Wetsuits with mold and mildew expose you to additional problems. Skin contact with some molds is known to cause skin irritations, rashes, and fungal infections. Add that to the friction of a wetsuit and you are compounding a problem.
How do you wash a wetsuit? It’s simple and the small amount of time it takes is well worth the effort. I’ve covered everything you need to know about cleaning, hanging, and storing your wetsuit in the article, Wetsuit Care And Storage.
Choose A High-Quality Wetsuit
High-end wetsuits whether made of neoprene or Yulex are more comfortable and flexible with superior insulating capabilities. There is greater attention given to the quality of the seams and a lower likelihood of bunching in the armpits, crotch, anterior side of the elbows, and behind the knees.
Wetsuit rash not only can be caused by a low-quality wetsuit and the lack of detail put into its seams wetsuit rash can be caused by rubbing when poorly fitting wetsuit fabric bunches up.
Watch Where You Put On Your Wetsuit
Anything coarse that gets into your wetsuit can rub you raw and cause wetsuit rash during your time in the water. Change into your wetsuit away from sand, dirt, and debris. It will be impossible to keep it out of your wetsuit if you don’t.
Remove Your Wetsuit Promptly
Remove your wetsuit when you get out of the water. Wearing it around for longer periods of time before or after participating in your water sport can lead to chafing. The longer you wear your wetsuit the more likely you are to get wetsuit rash.
Wetsuit Rash Treatment
There are a few products I’d recommend as a post-chafing treatment. I do not recommend these for use as an anti-chafe product.
The first two of these are both pediatrician-recommended diaper rash ointments and skin protectants. A+D Prevent and Aquaphor are specifically designed to protect chafed skin due to diaper rash and work great for relieving the discomfort of wetsuit rash as well.
- A+D Prevent Original Ointment
- Aquaphor Healing Ointment
- Petroleum Jelly
- Aloe Vera
- Cocoa Butter
A+D Prevent is my personal favorite. The A and D vitamins in this product help moisturize and heal your skin.

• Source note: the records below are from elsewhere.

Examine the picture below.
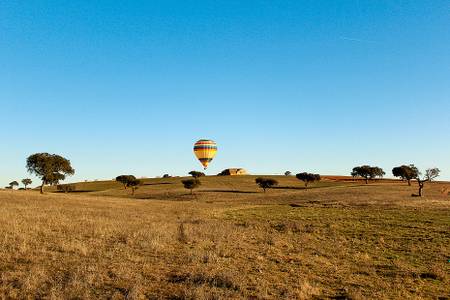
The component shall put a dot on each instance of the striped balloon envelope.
(205, 150)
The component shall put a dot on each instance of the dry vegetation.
(336, 240)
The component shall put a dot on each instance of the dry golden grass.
(338, 240)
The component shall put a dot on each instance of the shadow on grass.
(75, 192)
(291, 188)
(228, 191)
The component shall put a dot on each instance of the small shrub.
(308, 177)
(134, 185)
(266, 183)
(125, 179)
(191, 184)
(66, 188)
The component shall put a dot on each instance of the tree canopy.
(134, 184)
(308, 177)
(368, 172)
(266, 183)
(406, 172)
(430, 175)
(125, 179)
(191, 184)
(50, 168)
(26, 182)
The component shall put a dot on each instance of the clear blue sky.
(129, 86)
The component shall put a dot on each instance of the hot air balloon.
(205, 150)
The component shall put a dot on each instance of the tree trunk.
(421, 184)
(42, 187)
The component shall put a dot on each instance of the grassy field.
(339, 240)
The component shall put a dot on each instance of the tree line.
(53, 168)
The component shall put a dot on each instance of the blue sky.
(129, 86)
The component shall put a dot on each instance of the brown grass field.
(337, 240)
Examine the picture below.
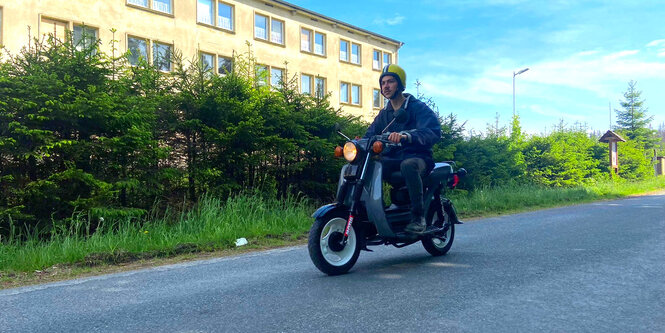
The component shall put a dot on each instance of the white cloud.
(659, 45)
(397, 19)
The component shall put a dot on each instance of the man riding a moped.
(397, 148)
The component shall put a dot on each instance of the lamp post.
(516, 74)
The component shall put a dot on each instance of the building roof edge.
(313, 13)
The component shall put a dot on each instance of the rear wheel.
(325, 246)
(440, 244)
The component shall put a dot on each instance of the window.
(260, 26)
(376, 59)
(224, 65)
(308, 36)
(355, 53)
(306, 84)
(161, 56)
(207, 61)
(50, 27)
(277, 31)
(386, 59)
(319, 43)
(0, 25)
(276, 75)
(261, 72)
(204, 11)
(84, 37)
(344, 92)
(320, 86)
(138, 49)
(264, 24)
(305, 40)
(343, 50)
(164, 6)
(215, 13)
(142, 3)
(376, 98)
(225, 16)
(355, 94)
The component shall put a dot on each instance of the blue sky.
(581, 55)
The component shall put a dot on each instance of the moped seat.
(439, 174)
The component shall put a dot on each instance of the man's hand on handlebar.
(396, 137)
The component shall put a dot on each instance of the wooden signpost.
(612, 138)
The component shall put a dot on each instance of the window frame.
(259, 80)
(275, 85)
(310, 85)
(323, 44)
(383, 59)
(156, 43)
(1, 25)
(150, 7)
(219, 64)
(360, 95)
(323, 92)
(347, 100)
(269, 26)
(232, 19)
(379, 61)
(147, 57)
(348, 51)
(212, 68)
(374, 106)
(359, 56)
(43, 19)
(214, 19)
(85, 26)
(282, 32)
(310, 40)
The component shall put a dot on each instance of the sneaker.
(416, 226)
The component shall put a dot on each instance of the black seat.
(439, 174)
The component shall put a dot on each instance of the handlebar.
(384, 138)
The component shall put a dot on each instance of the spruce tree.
(633, 120)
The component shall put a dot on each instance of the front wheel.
(325, 246)
(440, 244)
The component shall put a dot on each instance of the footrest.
(432, 230)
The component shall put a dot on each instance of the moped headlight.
(350, 151)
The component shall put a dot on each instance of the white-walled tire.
(325, 250)
(438, 246)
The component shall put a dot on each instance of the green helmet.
(396, 72)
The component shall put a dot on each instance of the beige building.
(327, 55)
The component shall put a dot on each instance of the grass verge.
(213, 226)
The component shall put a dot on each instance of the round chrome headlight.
(350, 151)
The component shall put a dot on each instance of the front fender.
(323, 210)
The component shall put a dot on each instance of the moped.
(359, 218)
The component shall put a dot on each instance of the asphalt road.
(588, 268)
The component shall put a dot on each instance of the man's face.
(388, 86)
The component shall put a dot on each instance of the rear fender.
(323, 210)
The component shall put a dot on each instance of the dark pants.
(413, 170)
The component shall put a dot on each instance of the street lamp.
(516, 74)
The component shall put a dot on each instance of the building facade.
(326, 55)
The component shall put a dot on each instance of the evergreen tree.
(633, 120)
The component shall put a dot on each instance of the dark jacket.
(422, 129)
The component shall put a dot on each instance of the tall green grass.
(513, 198)
(212, 224)
(215, 224)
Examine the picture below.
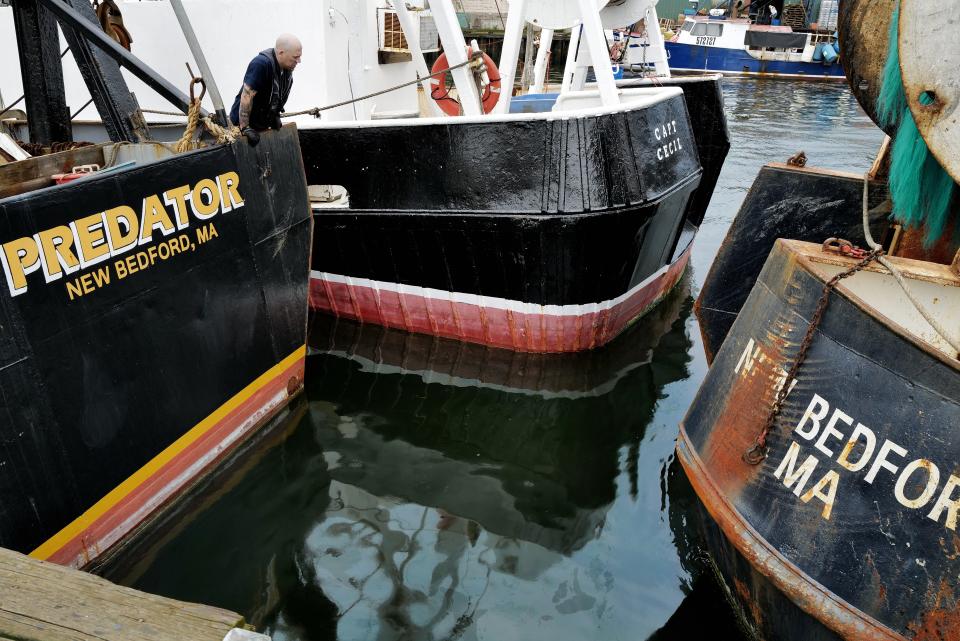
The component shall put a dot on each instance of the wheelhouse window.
(708, 29)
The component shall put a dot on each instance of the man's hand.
(252, 135)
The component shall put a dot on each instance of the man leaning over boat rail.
(266, 87)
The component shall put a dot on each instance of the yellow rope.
(222, 134)
(193, 118)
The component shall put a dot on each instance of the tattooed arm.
(246, 104)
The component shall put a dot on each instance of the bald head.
(288, 50)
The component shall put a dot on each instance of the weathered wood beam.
(42, 601)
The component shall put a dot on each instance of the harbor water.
(426, 489)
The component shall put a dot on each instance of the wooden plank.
(42, 601)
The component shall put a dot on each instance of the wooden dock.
(42, 601)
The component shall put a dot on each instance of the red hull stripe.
(497, 322)
(131, 502)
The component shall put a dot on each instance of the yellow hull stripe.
(101, 507)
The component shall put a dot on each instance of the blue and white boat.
(738, 46)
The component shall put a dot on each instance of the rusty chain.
(757, 452)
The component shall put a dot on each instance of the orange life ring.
(451, 106)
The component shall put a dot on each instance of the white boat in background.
(740, 46)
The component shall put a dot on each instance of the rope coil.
(222, 134)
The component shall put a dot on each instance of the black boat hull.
(546, 234)
(126, 378)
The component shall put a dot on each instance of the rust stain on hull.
(835, 613)
(743, 416)
(942, 621)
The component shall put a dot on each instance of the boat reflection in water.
(433, 489)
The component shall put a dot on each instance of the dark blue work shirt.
(272, 85)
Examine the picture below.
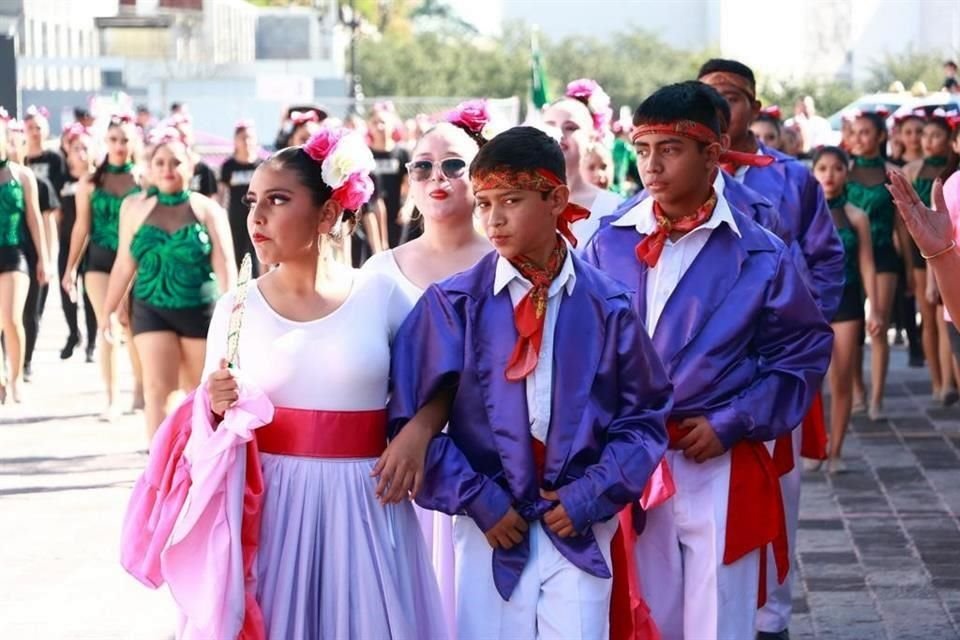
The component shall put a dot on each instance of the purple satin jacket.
(741, 337)
(607, 427)
(792, 189)
(748, 201)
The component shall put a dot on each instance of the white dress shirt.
(540, 382)
(677, 256)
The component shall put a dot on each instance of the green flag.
(539, 91)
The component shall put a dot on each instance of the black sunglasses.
(421, 170)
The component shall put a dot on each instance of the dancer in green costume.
(175, 246)
(867, 190)
(94, 240)
(18, 205)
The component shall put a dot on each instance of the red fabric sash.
(253, 626)
(813, 438)
(325, 434)
(630, 617)
(755, 515)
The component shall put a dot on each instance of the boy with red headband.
(746, 348)
(558, 406)
(803, 209)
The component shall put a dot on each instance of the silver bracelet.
(951, 247)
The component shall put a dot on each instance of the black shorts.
(191, 322)
(100, 259)
(13, 259)
(954, 339)
(887, 259)
(851, 304)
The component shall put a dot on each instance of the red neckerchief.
(731, 161)
(530, 314)
(650, 248)
(539, 180)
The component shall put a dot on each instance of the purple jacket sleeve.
(794, 344)
(821, 249)
(427, 356)
(636, 438)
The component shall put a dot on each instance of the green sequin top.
(850, 240)
(12, 210)
(105, 217)
(924, 185)
(174, 269)
(877, 202)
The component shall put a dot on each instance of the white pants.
(691, 593)
(554, 598)
(775, 614)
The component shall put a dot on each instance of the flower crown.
(345, 164)
(34, 111)
(74, 131)
(299, 118)
(591, 94)
(473, 117)
(165, 134)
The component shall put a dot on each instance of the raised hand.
(931, 229)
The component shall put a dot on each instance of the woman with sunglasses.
(440, 189)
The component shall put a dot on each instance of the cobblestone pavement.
(878, 550)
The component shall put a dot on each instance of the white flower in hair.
(350, 155)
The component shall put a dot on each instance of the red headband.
(539, 180)
(686, 128)
(701, 133)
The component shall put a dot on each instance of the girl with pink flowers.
(441, 190)
(583, 117)
(331, 561)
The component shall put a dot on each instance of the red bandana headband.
(702, 133)
(539, 180)
(686, 128)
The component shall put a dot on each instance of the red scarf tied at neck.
(649, 249)
(529, 316)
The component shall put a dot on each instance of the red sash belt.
(813, 437)
(325, 434)
(755, 515)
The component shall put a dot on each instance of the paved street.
(879, 548)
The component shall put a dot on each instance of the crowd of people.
(591, 350)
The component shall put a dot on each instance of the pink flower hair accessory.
(473, 117)
(34, 111)
(165, 135)
(76, 130)
(591, 94)
(773, 111)
(345, 164)
(299, 118)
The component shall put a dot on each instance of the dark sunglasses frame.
(451, 168)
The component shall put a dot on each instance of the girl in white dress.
(441, 190)
(583, 118)
(332, 562)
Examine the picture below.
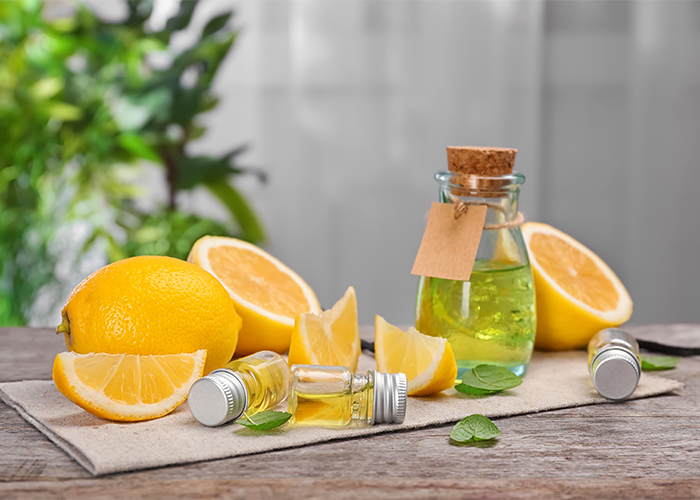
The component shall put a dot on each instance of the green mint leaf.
(474, 428)
(497, 376)
(265, 420)
(474, 391)
(488, 379)
(657, 363)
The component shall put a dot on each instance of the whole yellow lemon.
(152, 305)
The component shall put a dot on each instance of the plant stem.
(170, 176)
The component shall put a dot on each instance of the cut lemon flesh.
(267, 294)
(428, 362)
(577, 293)
(127, 387)
(331, 338)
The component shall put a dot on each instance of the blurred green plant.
(82, 102)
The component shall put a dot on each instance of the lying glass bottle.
(334, 396)
(613, 363)
(245, 386)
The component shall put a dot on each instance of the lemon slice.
(267, 294)
(331, 338)
(127, 387)
(428, 362)
(577, 293)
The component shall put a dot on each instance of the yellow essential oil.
(265, 378)
(245, 386)
(489, 319)
(334, 396)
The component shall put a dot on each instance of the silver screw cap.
(218, 398)
(615, 373)
(390, 396)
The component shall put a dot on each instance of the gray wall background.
(348, 105)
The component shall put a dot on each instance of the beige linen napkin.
(554, 380)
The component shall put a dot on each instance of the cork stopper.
(489, 162)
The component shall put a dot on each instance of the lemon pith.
(151, 305)
(267, 294)
(577, 293)
(428, 362)
(127, 387)
(331, 338)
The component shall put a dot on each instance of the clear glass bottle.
(491, 318)
(614, 363)
(334, 396)
(245, 386)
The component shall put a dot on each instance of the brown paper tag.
(449, 245)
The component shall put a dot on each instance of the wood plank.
(637, 449)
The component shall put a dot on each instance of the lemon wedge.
(127, 387)
(267, 294)
(577, 293)
(331, 338)
(428, 362)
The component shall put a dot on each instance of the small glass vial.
(490, 319)
(613, 362)
(248, 385)
(334, 396)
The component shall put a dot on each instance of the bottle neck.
(363, 398)
(499, 194)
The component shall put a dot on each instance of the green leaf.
(474, 391)
(215, 24)
(46, 88)
(488, 379)
(658, 363)
(64, 112)
(136, 145)
(474, 428)
(183, 17)
(265, 421)
(241, 210)
(497, 376)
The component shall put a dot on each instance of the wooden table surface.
(648, 448)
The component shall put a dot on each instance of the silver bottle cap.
(390, 395)
(218, 398)
(615, 373)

Can You Be Allergic To Wetsuits?
Yes, according to an article in the American Journal of Occupational Therapy entitled Neoprene Splinting: Dermatological Issues, chemicals used in the manufacturing of neoprene can cause two different dermatological reactions: allergic contact dermatitis (ACD) and miliaria rubra.
Hypoallergenic wetsuits made from Yulex may be a better choice if you have an allergic reaction to a neoprene wetsuit that isn’t consistent with the rubbing and irritation that causes wetsuit rash.
For more about neoprene allergies and the safety of neoprene, check out Is Neoprene Waterproof And Is It Safe?
Wetsuit rash and chafing can often be prevented by simply using an anti-chafe product like Body Glide, properly cleaning your wetsuit, or wearing a rash guard.
When these measures don’t work, make sure to check your seams for damage or spots that could cause irritation.
Outside of these the fit of your wetsuit, type of wetsuit, or quality of your wetsuit may be in question.